Chiyotaro Onoda

Personal information
- Native name: 小野田 千代太郎 (Japanese);
- Full name: Chiyotarō Onoda
- Born: March 18, 1896 Japan
- Died: January 11, 1944 (aged 47)

Sport
- Teacher: Unknown
- Rank: 7 dan
- Affiliation: Nihon Ki-in, Kiseisha

= Chiyotaro Onoda =

Japanese Go player

Chiyotaro Onoda (小野田 千代太郎, Onoda Chiyotarō) was a professional 7 dan Go player.

==Biography==
Onoda was a member of the Hoensha teaching group established by Honinbo Shuho, which ran from 1879 until the founding of the Nihon Ki-in. In addition, he was one of five players to form the Hiseikai, a group tournament consisting also of Dohei Takabe, Kensaku Segoe, Tamejiro Suzuki and Karigane Junichi.

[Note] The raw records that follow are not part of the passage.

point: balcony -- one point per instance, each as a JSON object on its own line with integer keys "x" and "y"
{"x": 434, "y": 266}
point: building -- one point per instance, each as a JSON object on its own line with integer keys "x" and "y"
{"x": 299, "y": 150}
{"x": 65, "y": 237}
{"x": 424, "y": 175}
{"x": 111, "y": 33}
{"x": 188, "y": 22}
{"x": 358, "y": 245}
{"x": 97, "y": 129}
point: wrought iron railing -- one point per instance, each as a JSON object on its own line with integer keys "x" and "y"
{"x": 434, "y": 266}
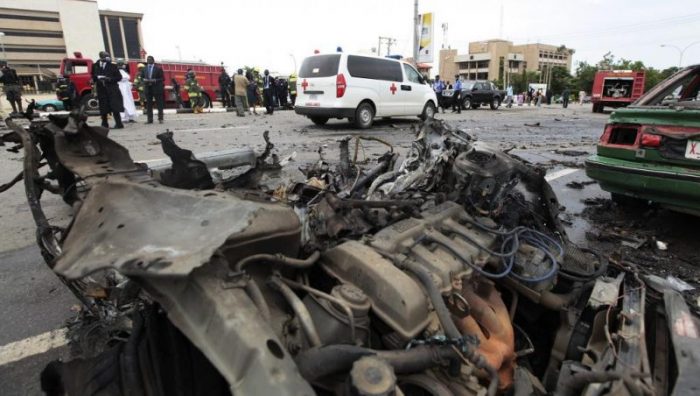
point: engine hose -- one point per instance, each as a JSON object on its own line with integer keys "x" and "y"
{"x": 280, "y": 259}
{"x": 300, "y": 310}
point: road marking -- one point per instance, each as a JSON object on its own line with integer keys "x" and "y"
{"x": 560, "y": 173}
{"x": 32, "y": 346}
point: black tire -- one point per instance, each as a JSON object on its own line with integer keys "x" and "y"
{"x": 90, "y": 102}
{"x": 320, "y": 121}
{"x": 429, "y": 111}
{"x": 467, "y": 103}
{"x": 364, "y": 116}
{"x": 206, "y": 101}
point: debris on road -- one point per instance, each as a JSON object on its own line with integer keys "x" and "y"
{"x": 447, "y": 270}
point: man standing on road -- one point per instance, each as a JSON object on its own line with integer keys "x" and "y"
{"x": 268, "y": 92}
{"x": 240, "y": 92}
{"x": 293, "y": 88}
{"x": 457, "y": 95}
{"x": 565, "y": 97}
{"x": 224, "y": 88}
{"x": 13, "y": 87}
{"x": 153, "y": 88}
{"x": 509, "y": 96}
{"x": 438, "y": 87}
{"x": 106, "y": 77}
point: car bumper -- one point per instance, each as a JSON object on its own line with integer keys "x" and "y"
{"x": 329, "y": 112}
{"x": 672, "y": 186}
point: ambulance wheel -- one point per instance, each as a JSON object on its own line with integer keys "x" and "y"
{"x": 90, "y": 102}
{"x": 364, "y": 115}
{"x": 428, "y": 111}
{"x": 320, "y": 121}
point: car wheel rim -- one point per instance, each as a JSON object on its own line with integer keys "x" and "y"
{"x": 365, "y": 116}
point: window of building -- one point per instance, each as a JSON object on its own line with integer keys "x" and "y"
{"x": 116, "y": 36}
{"x": 131, "y": 34}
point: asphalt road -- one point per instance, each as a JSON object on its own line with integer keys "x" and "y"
{"x": 34, "y": 302}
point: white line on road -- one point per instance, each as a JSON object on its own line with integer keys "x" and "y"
{"x": 31, "y": 346}
{"x": 560, "y": 173}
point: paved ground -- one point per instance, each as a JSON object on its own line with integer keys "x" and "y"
{"x": 33, "y": 301}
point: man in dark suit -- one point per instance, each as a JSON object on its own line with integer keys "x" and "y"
{"x": 153, "y": 78}
{"x": 106, "y": 77}
{"x": 268, "y": 92}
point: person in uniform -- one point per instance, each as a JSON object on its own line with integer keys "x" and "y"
{"x": 12, "y": 87}
{"x": 129, "y": 113}
{"x": 140, "y": 85}
{"x": 106, "y": 77}
{"x": 154, "y": 88}
{"x": 194, "y": 91}
{"x": 268, "y": 92}
{"x": 293, "y": 88}
{"x": 225, "y": 88}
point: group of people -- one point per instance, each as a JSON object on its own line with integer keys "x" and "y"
{"x": 253, "y": 89}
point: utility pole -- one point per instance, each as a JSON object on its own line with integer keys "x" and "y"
{"x": 416, "y": 28}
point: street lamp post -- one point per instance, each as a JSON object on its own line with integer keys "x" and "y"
{"x": 294, "y": 59}
{"x": 2, "y": 44}
{"x": 681, "y": 51}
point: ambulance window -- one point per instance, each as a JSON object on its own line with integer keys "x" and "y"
{"x": 319, "y": 66}
{"x": 374, "y": 69}
{"x": 411, "y": 74}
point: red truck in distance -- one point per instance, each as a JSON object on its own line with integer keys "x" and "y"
{"x": 78, "y": 69}
{"x": 616, "y": 88}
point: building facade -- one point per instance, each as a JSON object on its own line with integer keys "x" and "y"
{"x": 497, "y": 60}
{"x": 38, "y": 34}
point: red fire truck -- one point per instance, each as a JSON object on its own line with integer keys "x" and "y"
{"x": 616, "y": 88}
{"x": 78, "y": 69}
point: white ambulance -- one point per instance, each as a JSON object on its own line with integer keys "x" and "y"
{"x": 361, "y": 88}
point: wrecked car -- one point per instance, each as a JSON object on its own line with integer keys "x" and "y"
{"x": 444, "y": 273}
{"x": 650, "y": 151}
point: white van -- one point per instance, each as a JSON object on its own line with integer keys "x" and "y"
{"x": 360, "y": 88}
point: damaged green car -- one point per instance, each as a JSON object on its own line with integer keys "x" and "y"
{"x": 650, "y": 151}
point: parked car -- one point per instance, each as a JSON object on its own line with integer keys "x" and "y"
{"x": 49, "y": 105}
{"x": 476, "y": 93}
{"x": 360, "y": 88}
{"x": 650, "y": 150}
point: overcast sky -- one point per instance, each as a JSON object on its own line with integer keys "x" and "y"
{"x": 265, "y": 32}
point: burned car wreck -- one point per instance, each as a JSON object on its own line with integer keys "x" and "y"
{"x": 446, "y": 273}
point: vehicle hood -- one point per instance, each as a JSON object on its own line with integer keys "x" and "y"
{"x": 657, "y": 116}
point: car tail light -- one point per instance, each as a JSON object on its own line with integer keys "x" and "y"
{"x": 620, "y": 135}
{"x": 340, "y": 86}
{"x": 651, "y": 140}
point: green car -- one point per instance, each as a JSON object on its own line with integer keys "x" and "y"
{"x": 650, "y": 151}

Although he joined the Nihon Ki-in when it was established in 1924, Onoda broke away to help form the Kiseisha. However, he soon became disillusioned and, along with Suzuki and Kato Shin, returned to the Nihon Ki-in in 1928.

Onoda was promoted to 7 dan after defeating Minoru Kitani, also a 7 dan at the time, in May 1939.